Derrière son éventail, la comtesse Elva ricana et lança son sarcasme à l'homme. Après s'être fait voler une fortune par le baron Ein auparavant, le voir si impotent comme cela était tout simplement trop drôle pour elle.

« Ridicule ! Tout le monde — Tout le monde a vu, non ? N'est-ce pas absolument impossible ?! »

« C'est quand même assez incroyable… »

« Comment a-t-elle fait ? »

« Elle tient vraiment de sa mère. »

« Elle a sûrement triché. »

« Honnêtement, puisqu'elle n'a même pas regardé la carte… »

Bon sang, était-elle trop ivre de sa victoire ? Carynne haussa les épaules et chercha Raymond. Tout le reste n'avait plus d'importance. Carynne avait gagné le pari. Et maintenant, elle recevrait son prix : la confiance de Raymond.

« …… »

Cependant, avec toutes ces personnes autour d'elle, elle ne parvint pas à le trouver.

« Comment a-t-elle fait, bon sang ? »

« Carynne ? La fille de Lady Catherine ? »

« Après ça, une fois avec moi… »

Une foule excitée se pressa autour de Carynne, qui à son tour s'étouffa parmi tant de gens.

« C-C'est impossible. Impossible ! »

Tandis que le baron Ein continuait de hurler, il avait l'air entièrement pathétique, personne ne faisait attention à lui. Gagner ou perdre, Carynne était celle sous les projecteurs.

Tout le monde accueillait sa victoire. Après tout, c'était une histoire intéressante à raconter. Carynne salua les gens çà et là alors qu'on la passait de l'un à l'autre. À la fin, elle ne put se détendre que lorsque Raymond fondit sur elle pour la tirer de là.

Et Raymond promit de la croire.

C'était le prix.

─────

« Faites vos bagages. Vous n'avez plus à être enchaînée à Monsieur Verdic. »

« Tournez-vous complètement le dos à lui maintenant ? »

« Oui. Je dois assumer la responsabilité pour vous aussi, maintenant. »

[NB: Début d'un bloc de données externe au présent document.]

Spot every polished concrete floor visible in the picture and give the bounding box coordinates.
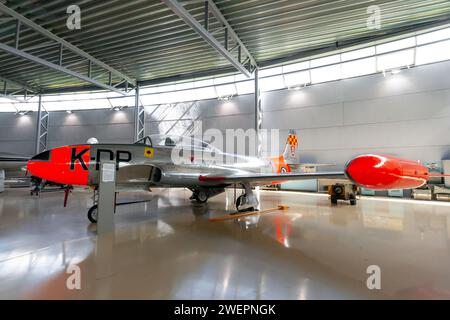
[0,189,450,299]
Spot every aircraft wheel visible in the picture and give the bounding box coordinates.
[195,191,208,203]
[88,205,98,223]
[331,196,337,204]
[236,194,255,212]
[350,194,356,206]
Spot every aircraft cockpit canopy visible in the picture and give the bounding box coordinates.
[135,134,219,151]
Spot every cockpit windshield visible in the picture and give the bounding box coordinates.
[135,134,219,151]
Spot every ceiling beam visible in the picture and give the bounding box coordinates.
[0,76,39,93]
[161,0,257,77]
[0,3,136,90]
[0,43,127,95]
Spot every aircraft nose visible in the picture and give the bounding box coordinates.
[27,145,90,185]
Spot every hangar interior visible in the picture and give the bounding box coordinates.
[0,0,450,299]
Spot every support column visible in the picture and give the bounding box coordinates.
[34,95,50,154]
[134,86,145,141]
[97,161,116,234]
[255,67,262,157]
[34,95,42,154]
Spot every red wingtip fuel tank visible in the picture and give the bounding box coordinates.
[27,145,90,185]
[345,154,429,190]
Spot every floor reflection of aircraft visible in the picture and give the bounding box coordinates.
[28,130,438,222]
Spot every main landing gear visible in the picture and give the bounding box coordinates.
[236,183,259,212]
[189,188,225,203]
[87,188,152,223]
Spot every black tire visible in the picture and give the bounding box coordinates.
[350,194,356,206]
[331,196,337,204]
[236,195,255,212]
[88,205,98,223]
[195,191,208,203]
[334,185,344,194]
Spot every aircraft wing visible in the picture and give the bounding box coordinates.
[199,171,347,185]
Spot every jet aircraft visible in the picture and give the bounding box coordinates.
[27,130,438,222]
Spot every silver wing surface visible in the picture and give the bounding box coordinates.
[199,171,347,185]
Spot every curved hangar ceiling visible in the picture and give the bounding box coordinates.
[0,0,450,96]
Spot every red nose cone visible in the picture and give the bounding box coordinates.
[346,154,428,190]
[27,145,90,185]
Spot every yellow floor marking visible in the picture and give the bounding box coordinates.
[209,206,289,222]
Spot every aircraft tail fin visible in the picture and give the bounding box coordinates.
[283,129,299,164]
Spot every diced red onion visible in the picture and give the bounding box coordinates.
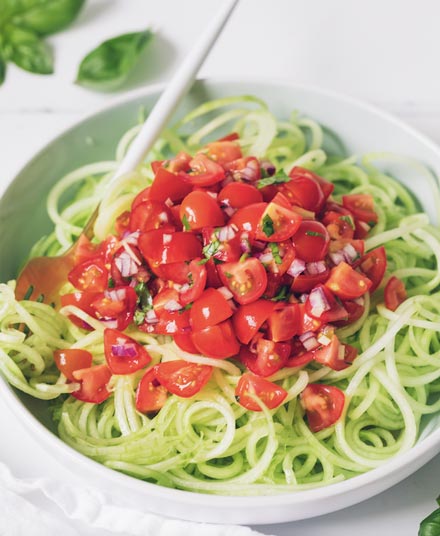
[217,287,234,300]
[287,259,306,277]
[163,300,182,311]
[112,342,138,357]
[309,287,331,318]
[306,261,327,275]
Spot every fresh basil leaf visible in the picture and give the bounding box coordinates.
[77,30,153,91]
[418,508,440,536]
[5,26,53,74]
[6,0,85,35]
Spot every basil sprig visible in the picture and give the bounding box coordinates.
[0,0,84,84]
[76,30,153,91]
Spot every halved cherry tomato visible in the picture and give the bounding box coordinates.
[305,285,348,322]
[235,372,287,411]
[280,166,326,213]
[130,200,174,233]
[72,365,112,404]
[255,201,302,242]
[104,328,151,374]
[384,276,408,311]
[180,153,225,186]
[180,190,225,231]
[342,194,378,226]
[173,333,199,354]
[359,246,387,292]
[300,383,345,432]
[90,286,137,331]
[232,300,277,344]
[180,258,208,305]
[155,359,212,398]
[325,262,372,300]
[189,288,233,331]
[61,291,102,330]
[53,348,93,381]
[136,367,168,413]
[200,140,242,166]
[268,303,302,342]
[217,257,267,305]
[138,229,202,265]
[217,182,263,208]
[192,320,240,359]
[67,258,108,292]
[239,337,290,377]
[148,167,192,203]
[292,220,330,262]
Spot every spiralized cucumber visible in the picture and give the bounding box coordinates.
[0,96,440,495]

« On dirait deux amants qui s'enfuient. »

« …Je suppose. »

Carynne rit. Et elle n'avait pas de bagages. Ses affaires ici appartenaient toutes à Verdic de toute façon. Seules les servantes firent leurs valises.

« Allons-y. Tout de suite… Monsieur Verdic et moi sommes vraiment devenus ennemis », ajouta-t-il.

Carynne prit la main de Raymond. Un instant, il fut surpris par cela, mais il enveloppa bientôt sa main sur celle de Carynne. Puis, elle tourna délibérément sa tête pour dévisager le manoir des Evans.

Verdic les regardait depuis derrière une fenêtre. À en juger par son visage, il était positivement bouillant. Elle se demanda si elle verrait Dullan, mais il n'était nulle part.

Raymond serait-il capable de lui donner le « véritable amour » ?

Elle ne savait pas. Mais pour Carynne, c'était maintenant important. Au minimum, elle devrait le simuler pour que Dullan l'accepte.

La main de Raymond était chaude. Elle aimait bien cela. Il était toujours le chevalier de Carynne, et il l'avait sauvée de Verdic.

Tout le monde était sous l'impression que Raymond était amoureux de Carynne. Tôt ou tard, Dullan le penserait aussi.